Bristol Airport says it has switched to a 100 per cent renewable electricity supply of its on-ground operations.
The airport hopes to become carbon neutral by 2025 for emissions “within its direct control”.
It has signed a three-year agreement with global renewable energy supplier Ørsted meaning the airport’s annual electricity use of 17 million kWh will be powered “entirely by renewable sources”.
Electricity used in the terminal and other buildings and aircraft stands are now equipped with Fixed Electrical Ground Power (FEGP).
Bristol says electricity is the largest contributor to carbon emissions from its on-site airport operations. Over the duration of the contract it estimates 14,000 tonnes of carbon will be saved across the airport site – equivalent to the emissions from driving 34 million miles in an average car.
Simon Earles, planning and sustainability director, said: “From next month our terminal and other facilities will be powered by renewable energy – a significant step on our journey to carbon neutrality.

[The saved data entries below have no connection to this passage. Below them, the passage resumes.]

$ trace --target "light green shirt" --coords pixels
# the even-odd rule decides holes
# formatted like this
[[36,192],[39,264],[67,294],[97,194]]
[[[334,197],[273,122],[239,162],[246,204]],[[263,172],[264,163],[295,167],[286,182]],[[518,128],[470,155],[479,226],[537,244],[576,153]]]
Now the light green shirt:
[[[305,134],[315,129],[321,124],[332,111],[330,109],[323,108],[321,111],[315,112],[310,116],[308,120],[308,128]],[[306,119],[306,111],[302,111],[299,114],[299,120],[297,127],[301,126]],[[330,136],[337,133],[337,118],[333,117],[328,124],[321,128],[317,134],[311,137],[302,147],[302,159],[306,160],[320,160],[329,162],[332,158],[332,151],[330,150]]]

There is more to do, but this is a clear statement of our intent to reduce our direct emissions.”
Ashley Phillips, managing director at Ørsted Sales (UK) Ltd, added: “It’s exciting that an international airport like Bristol is placing such strong emphasis on sustainability.”
Bristol Airport has a carbon roadmap, which also includes a commitment to offset carbon created by passengers’ road journeys.